Normally, when authenticating over SSH to any Git suite, you’d use git as your username and the key serves as your identity. However, for CodeCommit you’ll need to use the SSH Key ID of the key added to the IAM user. It is generated when you add it through the console. Refer to this part of the documentation.

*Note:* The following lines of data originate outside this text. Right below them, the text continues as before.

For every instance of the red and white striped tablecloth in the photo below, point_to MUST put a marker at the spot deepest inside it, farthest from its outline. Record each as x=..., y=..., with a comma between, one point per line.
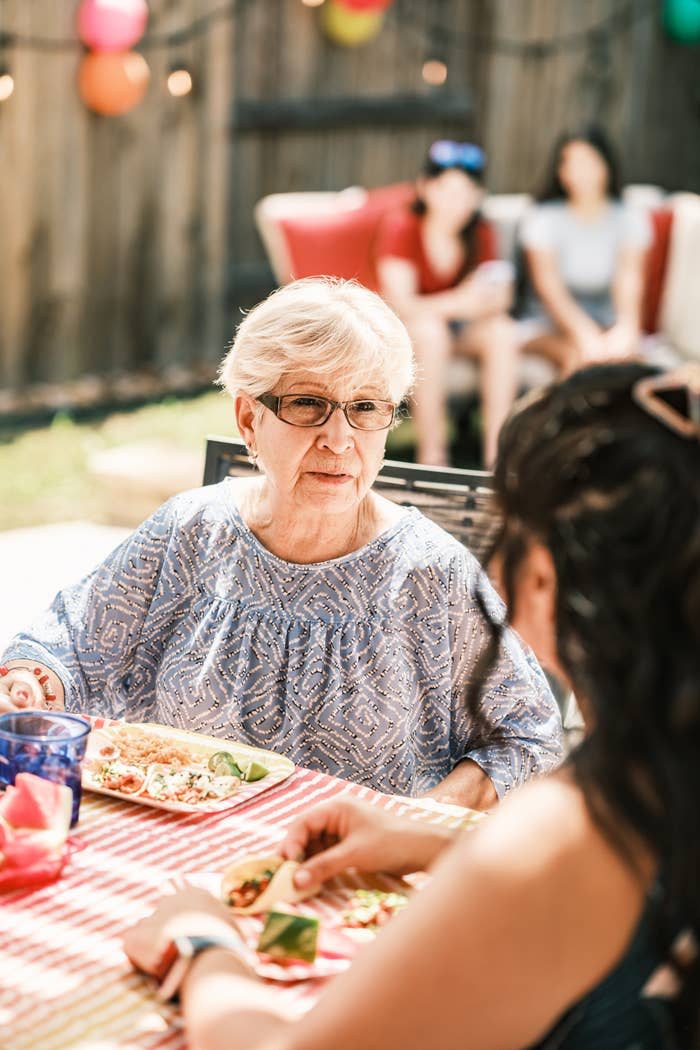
x=65, y=983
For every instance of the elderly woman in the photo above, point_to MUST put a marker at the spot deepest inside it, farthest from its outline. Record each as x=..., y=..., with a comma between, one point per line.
x=296, y=609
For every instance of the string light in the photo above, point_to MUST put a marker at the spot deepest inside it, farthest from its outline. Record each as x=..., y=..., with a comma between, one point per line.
x=179, y=82
x=6, y=84
x=435, y=72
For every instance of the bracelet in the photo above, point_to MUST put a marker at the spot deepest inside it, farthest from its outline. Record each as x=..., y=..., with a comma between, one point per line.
x=39, y=672
x=186, y=949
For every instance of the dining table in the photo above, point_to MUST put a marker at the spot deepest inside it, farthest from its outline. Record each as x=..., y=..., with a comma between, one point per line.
x=65, y=982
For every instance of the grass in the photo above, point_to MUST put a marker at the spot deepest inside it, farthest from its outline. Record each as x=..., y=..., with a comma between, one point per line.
x=44, y=471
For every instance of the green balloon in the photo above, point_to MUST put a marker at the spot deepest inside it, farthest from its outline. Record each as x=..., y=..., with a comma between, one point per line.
x=681, y=20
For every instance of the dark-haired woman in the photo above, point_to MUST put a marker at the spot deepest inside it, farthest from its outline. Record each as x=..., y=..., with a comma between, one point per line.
x=437, y=267
x=585, y=252
x=566, y=919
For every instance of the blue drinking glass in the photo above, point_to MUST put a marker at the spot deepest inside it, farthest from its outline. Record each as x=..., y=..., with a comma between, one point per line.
x=48, y=743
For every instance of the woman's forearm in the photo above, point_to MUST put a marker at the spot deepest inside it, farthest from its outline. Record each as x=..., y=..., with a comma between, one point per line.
x=227, y=1010
x=628, y=289
x=555, y=297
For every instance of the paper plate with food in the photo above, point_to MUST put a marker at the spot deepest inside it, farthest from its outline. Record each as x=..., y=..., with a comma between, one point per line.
x=174, y=770
x=300, y=935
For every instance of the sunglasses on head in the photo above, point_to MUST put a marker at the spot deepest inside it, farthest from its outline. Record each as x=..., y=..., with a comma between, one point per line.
x=458, y=154
x=674, y=398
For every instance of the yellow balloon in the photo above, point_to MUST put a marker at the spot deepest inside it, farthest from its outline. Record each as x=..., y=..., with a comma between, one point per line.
x=349, y=27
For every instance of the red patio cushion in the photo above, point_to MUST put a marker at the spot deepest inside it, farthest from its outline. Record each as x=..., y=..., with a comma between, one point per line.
x=339, y=245
x=656, y=268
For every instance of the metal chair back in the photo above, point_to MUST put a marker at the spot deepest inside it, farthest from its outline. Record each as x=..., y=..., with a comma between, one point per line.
x=460, y=501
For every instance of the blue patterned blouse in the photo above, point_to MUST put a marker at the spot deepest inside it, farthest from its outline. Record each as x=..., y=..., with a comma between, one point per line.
x=356, y=666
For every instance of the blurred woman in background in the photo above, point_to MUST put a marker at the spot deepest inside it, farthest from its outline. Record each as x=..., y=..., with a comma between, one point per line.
x=585, y=251
x=437, y=266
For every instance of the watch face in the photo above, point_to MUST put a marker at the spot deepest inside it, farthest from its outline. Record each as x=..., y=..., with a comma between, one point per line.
x=187, y=948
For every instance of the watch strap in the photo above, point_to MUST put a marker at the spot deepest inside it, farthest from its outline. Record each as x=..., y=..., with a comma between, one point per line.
x=187, y=948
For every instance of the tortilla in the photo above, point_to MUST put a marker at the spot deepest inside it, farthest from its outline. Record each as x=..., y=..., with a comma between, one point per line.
x=280, y=889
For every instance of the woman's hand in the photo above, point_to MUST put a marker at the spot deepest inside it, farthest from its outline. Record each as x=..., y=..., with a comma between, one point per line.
x=475, y=297
x=345, y=834
x=20, y=689
x=192, y=910
x=621, y=339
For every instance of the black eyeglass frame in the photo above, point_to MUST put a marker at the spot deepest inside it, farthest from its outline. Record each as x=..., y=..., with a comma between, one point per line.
x=273, y=401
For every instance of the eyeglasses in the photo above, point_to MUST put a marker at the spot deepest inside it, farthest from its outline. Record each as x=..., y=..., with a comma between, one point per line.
x=458, y=154
x=685, y=381
x=309, y=410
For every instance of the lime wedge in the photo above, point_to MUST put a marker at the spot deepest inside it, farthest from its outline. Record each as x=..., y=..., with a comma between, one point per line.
x=254, y=771
x=221, y=763
x=289, y=937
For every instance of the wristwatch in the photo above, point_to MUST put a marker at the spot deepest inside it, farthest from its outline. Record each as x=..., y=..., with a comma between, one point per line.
x=187, y=948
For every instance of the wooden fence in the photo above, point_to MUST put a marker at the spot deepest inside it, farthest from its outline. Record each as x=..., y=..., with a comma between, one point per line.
x=128, y=243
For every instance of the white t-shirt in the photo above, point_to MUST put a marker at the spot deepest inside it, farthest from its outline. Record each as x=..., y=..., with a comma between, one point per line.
x=587, y=251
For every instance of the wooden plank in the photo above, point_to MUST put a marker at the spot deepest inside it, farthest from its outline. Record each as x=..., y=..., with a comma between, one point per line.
x=332, y=113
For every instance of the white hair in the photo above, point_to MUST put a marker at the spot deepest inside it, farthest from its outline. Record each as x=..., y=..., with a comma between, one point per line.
x=335, y=329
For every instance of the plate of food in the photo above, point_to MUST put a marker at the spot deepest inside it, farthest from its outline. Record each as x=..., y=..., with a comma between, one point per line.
x=294, y=935
x=170, y=769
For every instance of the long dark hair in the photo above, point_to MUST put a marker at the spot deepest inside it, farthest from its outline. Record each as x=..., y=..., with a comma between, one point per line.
x=614, y=495
x=469, y=232
x=595, y=137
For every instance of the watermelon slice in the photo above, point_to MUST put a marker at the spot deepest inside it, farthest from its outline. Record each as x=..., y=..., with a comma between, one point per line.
x=35, y=802
x=35, y=818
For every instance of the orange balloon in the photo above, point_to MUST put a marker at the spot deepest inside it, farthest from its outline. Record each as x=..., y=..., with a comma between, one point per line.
x=112, y=82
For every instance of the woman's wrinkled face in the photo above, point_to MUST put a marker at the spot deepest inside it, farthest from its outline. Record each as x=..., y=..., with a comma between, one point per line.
x=582, y=171
x=451, y=197
x=329, y=467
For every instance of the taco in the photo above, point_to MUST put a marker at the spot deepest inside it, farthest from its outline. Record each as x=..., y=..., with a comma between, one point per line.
x=258, y=883
x=188, y=785
x=113, y=775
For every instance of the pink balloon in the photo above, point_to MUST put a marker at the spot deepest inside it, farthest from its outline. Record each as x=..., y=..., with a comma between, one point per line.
x=111, y=25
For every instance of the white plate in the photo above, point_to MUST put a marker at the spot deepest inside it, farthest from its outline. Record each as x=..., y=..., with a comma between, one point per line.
x=279, y=767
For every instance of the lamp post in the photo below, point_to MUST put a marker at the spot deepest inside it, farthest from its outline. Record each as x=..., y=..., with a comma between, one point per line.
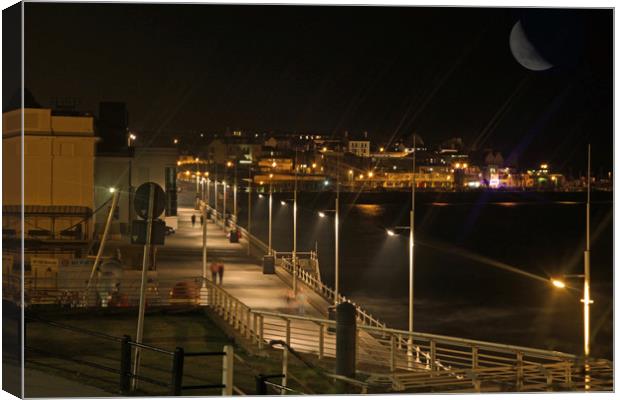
x=197, y=176
x=230, y=164
x=270, y=211
x=215, y=198
x=130, y=137
x=224, y=206
x=586, y=274
x=249, y=208
x=336, y=231
x=411, y=259
x=322, y=214
x=295, y=229
x=587, y=300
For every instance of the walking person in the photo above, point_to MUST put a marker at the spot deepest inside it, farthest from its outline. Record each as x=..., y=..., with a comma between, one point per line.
x=220, y=272
x=214, y=269
x=301, y=300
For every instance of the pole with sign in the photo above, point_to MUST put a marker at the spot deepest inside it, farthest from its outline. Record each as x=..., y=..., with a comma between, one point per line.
x=154, y=207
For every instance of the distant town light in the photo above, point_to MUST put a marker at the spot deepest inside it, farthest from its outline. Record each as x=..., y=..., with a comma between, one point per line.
x=558, y=283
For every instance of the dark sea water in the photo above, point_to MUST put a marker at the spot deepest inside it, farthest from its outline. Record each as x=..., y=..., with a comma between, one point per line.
x=464, y=243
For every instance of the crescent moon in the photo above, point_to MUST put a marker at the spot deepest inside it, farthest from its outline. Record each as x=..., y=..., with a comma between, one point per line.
x=524, y=51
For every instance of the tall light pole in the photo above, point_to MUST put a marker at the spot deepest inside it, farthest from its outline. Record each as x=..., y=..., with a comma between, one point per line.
x=295, y=229
x=224, y=206
x=336, y=230
x=270, y=209
x=215, y=198
x=586, y=274
x=197, y=177
x=249, y=208
x=411, y=260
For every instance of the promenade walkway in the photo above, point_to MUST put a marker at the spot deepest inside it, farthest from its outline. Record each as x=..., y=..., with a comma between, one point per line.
x=243, y=276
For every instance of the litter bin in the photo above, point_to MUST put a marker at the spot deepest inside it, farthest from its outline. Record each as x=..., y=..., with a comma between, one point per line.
x=269, y=264
x=331, y=315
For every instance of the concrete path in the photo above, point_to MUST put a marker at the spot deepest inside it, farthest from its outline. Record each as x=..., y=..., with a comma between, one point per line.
x=181, y=257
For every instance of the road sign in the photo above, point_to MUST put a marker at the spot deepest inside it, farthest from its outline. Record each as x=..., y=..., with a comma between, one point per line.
x=141, y=200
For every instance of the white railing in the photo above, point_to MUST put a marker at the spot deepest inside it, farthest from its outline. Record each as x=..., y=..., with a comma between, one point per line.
x=363, y=316
x=430, y=360
x=434, y=360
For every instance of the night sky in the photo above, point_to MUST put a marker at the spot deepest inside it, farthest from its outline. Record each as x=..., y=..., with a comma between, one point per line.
x=391, y=71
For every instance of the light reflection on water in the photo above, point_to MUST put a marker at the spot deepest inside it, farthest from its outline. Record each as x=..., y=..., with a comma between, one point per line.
x=370, y=210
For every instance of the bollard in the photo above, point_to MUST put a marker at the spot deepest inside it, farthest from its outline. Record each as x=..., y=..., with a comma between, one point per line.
x=261, y=386
x=125, y=377
x=227, y=370
x=177, y=372
x=346, y=332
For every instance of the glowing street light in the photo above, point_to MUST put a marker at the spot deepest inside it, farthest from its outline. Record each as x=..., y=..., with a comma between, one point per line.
x=557, y=283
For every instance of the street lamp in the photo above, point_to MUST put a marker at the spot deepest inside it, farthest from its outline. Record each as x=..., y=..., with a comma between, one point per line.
x=270, y=210
x=224, y=185
x=130, y=137
x=230, y=164
x=392, y=232
x=587, y=301
x=323, y=214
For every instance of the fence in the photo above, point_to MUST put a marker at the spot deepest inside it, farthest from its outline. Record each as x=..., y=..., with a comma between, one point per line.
x=313, y=281
x=67, y=287
x=176, y=358
x=416, y=360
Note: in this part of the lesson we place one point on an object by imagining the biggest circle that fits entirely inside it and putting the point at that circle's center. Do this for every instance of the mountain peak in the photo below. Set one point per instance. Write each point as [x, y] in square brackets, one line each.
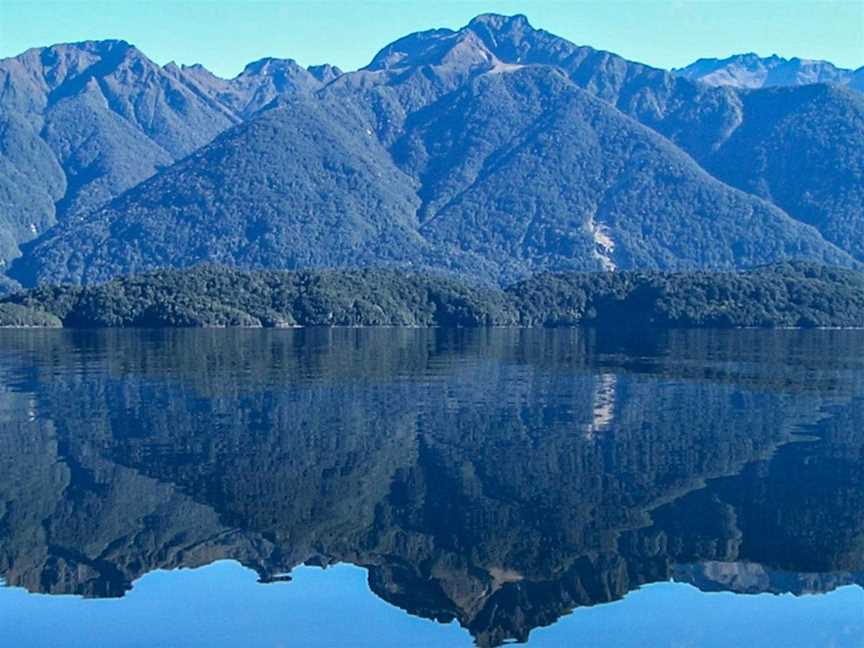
[265, 64]
[500, 22]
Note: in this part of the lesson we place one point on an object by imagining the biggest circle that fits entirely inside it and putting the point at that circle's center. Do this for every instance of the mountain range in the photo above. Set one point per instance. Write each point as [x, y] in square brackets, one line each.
[754, 71]
[493, 152]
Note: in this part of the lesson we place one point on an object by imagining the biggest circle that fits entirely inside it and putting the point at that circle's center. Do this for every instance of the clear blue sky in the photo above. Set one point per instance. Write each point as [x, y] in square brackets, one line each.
[224, 35]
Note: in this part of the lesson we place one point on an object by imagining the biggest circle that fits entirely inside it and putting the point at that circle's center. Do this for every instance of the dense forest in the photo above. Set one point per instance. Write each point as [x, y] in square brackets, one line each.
[781, 295]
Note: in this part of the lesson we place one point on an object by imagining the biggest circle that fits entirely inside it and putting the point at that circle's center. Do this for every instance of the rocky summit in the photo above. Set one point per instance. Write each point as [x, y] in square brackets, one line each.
[492, 152]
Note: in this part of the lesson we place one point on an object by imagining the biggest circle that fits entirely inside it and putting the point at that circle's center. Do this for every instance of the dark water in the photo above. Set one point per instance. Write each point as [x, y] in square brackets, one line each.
[562, 488]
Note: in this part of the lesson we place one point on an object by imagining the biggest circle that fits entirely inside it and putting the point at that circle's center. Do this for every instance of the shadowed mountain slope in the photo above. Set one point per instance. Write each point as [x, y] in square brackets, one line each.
[493, 151]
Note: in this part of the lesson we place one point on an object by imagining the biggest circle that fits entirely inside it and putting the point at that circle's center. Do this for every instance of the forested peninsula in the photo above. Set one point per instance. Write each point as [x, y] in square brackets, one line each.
[781, 295]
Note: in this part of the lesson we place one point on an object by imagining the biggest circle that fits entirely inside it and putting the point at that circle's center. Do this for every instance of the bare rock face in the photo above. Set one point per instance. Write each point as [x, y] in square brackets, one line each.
[753, 71]
[494, 151]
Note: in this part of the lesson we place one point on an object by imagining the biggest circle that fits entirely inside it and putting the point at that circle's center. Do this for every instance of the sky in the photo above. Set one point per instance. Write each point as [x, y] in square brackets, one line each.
[224, 35]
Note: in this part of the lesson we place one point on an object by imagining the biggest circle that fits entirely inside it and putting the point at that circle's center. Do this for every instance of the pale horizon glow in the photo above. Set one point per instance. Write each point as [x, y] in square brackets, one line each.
[225, 35]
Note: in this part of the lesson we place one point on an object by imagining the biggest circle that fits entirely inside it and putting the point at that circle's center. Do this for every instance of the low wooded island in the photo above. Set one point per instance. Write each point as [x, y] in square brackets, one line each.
[782, 295]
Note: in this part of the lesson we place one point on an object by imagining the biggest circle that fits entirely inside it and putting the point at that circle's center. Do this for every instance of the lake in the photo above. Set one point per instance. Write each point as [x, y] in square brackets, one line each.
[423, 487]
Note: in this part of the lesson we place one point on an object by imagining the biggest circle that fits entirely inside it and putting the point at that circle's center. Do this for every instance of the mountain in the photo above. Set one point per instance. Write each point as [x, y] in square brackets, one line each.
[80, 123]
[753, 71]
[494, 151]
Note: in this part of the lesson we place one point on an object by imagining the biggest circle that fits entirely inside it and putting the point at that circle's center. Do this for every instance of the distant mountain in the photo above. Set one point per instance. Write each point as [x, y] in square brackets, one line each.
[80, 123]
[494, 151]
[753, 71]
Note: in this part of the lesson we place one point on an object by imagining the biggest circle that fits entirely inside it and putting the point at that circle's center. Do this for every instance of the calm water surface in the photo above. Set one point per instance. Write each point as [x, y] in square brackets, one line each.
[431, 488]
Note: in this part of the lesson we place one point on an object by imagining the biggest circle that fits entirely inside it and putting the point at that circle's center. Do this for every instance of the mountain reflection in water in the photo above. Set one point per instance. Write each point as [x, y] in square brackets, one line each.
[498, 478]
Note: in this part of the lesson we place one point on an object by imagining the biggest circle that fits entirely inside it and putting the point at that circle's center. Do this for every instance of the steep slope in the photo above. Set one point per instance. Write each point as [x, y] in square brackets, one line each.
[803, 150]
[568, 182]
[412, 73]
[80, 123]
[495, 151]
[515, 173]
[753, 71]
[258, 84]
[295, 187]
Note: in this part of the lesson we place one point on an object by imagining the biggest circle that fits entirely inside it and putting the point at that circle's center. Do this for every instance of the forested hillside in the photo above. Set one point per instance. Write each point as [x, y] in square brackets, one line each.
[785, 295]
[495, 152]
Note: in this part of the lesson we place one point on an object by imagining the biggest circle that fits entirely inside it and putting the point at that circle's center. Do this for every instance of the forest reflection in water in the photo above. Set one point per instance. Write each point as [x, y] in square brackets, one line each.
[499, 479]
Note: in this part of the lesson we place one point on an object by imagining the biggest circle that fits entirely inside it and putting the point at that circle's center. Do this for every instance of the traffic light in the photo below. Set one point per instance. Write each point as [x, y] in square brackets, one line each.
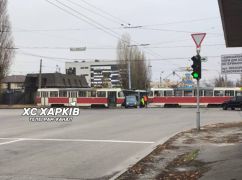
[196, 74]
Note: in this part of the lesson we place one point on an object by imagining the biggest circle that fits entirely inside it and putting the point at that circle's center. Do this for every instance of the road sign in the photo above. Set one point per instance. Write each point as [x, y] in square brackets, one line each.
[231, 64]
[198, 38]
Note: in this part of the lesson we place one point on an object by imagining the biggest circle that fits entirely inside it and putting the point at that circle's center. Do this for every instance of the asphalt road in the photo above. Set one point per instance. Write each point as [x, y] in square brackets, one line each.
[96, 144]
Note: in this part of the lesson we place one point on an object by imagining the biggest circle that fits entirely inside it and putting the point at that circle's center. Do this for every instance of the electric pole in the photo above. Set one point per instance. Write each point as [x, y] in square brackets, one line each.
[40, 72]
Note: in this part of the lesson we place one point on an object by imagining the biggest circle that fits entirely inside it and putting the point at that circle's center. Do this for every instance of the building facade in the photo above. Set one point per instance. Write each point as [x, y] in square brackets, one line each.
[98, 74]
[14, 82]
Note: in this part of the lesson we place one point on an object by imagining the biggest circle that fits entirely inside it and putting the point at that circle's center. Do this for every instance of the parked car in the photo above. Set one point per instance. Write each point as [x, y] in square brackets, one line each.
[235, 102]
[130, 101]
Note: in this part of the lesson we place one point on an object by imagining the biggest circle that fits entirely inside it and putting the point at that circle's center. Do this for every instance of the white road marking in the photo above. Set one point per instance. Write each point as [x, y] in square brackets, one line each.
[9, 142]
[81, 140]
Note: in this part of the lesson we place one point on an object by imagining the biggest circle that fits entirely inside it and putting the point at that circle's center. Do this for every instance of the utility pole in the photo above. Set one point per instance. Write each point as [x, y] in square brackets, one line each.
[129, 72]
[40, 73]
[197, 71]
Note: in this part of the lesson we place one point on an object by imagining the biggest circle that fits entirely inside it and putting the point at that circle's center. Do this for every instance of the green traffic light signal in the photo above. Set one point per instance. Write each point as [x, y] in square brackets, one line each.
[195, 75]
[196, 67]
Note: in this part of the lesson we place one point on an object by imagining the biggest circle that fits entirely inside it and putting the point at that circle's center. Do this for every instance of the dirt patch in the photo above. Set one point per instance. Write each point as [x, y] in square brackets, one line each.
[177, 158]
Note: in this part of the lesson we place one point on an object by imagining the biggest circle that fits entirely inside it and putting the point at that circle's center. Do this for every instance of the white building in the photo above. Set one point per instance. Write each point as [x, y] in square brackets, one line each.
[97, 72]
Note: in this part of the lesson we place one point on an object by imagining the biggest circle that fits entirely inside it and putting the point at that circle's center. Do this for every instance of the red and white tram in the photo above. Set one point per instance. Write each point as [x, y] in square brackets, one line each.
[83, 97]
[187, 96]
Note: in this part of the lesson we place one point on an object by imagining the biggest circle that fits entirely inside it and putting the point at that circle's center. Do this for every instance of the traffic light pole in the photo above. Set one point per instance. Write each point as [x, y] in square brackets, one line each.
[198, 96]
[198, 106]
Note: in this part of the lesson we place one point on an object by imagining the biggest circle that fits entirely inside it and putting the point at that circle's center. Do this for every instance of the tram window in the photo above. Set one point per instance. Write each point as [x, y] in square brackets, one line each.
[91, 93]
[187, 93]
[178, 93]
[167, 93]
[44, 94]
[101, 94]
[54, 94]
[229, 93]
[150, 94]
[120, 94]
[63, 94]
[218, 93]
[82, 93]
[208, 92]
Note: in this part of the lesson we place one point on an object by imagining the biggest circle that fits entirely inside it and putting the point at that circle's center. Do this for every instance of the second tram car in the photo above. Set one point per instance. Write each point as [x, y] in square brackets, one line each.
[187, 96]
[82, 97]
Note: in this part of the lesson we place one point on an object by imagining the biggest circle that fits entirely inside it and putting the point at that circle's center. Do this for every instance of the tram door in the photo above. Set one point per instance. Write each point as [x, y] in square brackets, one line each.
[112, 98]
[44, 98]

Building my XMonad configuration on AWS

The repository I’m trying to host on AWS is d3adb5/dotfiles, currently hosted on GitHub and with a continuous integration pipeline set up through GitHub Actions. The requirements for this experiment to be deemed a success are:

The following Terraform code was used to provision the repository:

resource "aws_codecommit_repository" "dotfiles" {
  repository_name = "dotfiles"
  description     = "Configuration files for the set of programs I use daily."
}

output "clone_url_ssh" {
  description = "URL used to clone the repository using SSH."
  value       = aws_codecommit_repository.dotfiles.clone_url_ssh
}

I’m using the us-west-2 region, so the clone URLs will use the domain name git-codecommit.us-west-2.amazonaws.com.

Pushing commits to AWS CodeCommit

I enjoy using short, convenient names for SSH hosts instead of entire URLs, so I added this to my ~/.ssh/config:

Host aws
  Hostname git-codecommit.us-west-2.amazonaws.com
  User MYSSHKEYIDWENTHERE

Then I set up the remote and pushed from the master branch:

git remote add aws aws:/v1/repos/dotfiles
git push aws master

And voilΓ ! We can now see the repository on the CodeCommit console:

AWS CodeCommit showing the files in the master branch.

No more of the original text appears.